Set Notations and Operations:
- Let $A = \{1, 2, 3, 4\}$ and $B = \{3, 4, 5, 6\}$ .
- (a) Union (A ∡ B): All elements in either set.
  - Answer: $\{1, 2, 3, 4, 5, 6\}$
- (b) Intersection (A ∩ B): Elements found in both sets.
  - Answer: $\{3, 4\}$
- (c) Difference (A \ B): Elements in set A that are not in set B.
  - Answer: $\{1, 2\}$
Venn Diagrams and Surveys:
- Problem (Question 22): Total playing football ( $F$ ) = $18$ , basketball ( $B$ ) = $12$ , playing both ( $F \cap B$ ) = $5$ .
- Drawing Steps:
  - Place the overlap ( $5$ ) in the intersection of circles F and B.
  - Determine "Only Football": $18 - 5 = 13$ .
  - Determine "Only Basketball": $12 - 5 = 7$ .
- Solution: $13$ students play only football.

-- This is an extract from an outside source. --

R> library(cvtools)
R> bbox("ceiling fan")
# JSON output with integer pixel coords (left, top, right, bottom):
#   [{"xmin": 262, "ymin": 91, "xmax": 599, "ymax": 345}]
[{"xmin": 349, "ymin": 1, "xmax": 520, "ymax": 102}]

Section F: Probability and Counting

Basic Probability:
- Formula: $P(E) = \frac{\text{Number of Successful Outcomes}}{\text{Total Number of Possible Outcomes}}$
- Question 23 (Fair Die):
  - (a) Probability of getting a 6: $\frac{1}{6}$
  - (b) Probability of an even number ( $2, 4, 6$ ): $\frac{3}{6} = \frac{1}{2}$
- Question 24 (Counters): Bag contains $4\,red$ , $3\,blue$ , $5\,green$ (Total = $12$ ).
  - Probability of picking green: $\frac{5}{12}$
Sample Space and Multi-stage Events:
- Example (Question 25): Two coins are tossed.
  - Sample Space: $\{HH, HT, TH, TT\}$
  - Probability of exactly one head: Outcomes are $HT$ and $TH$ .
  - Result: $\frac{2}{4} = \frac{1}{2}$
Fundamental Principle of Counting:
- Multiply the number of choices for each stage of the event.
- Example (Question 26): Password with $2\,letters$ followed by $3\,digits$ .
  - Assuming standard English alphabet ( $26\,letters$ ) and digits $0$ - $9$ ( $10\,digits$ ):
  - Calculation: $26 \times 26 \times 10 \times 10 \times 10$
  - Result: $676,000\,passwords$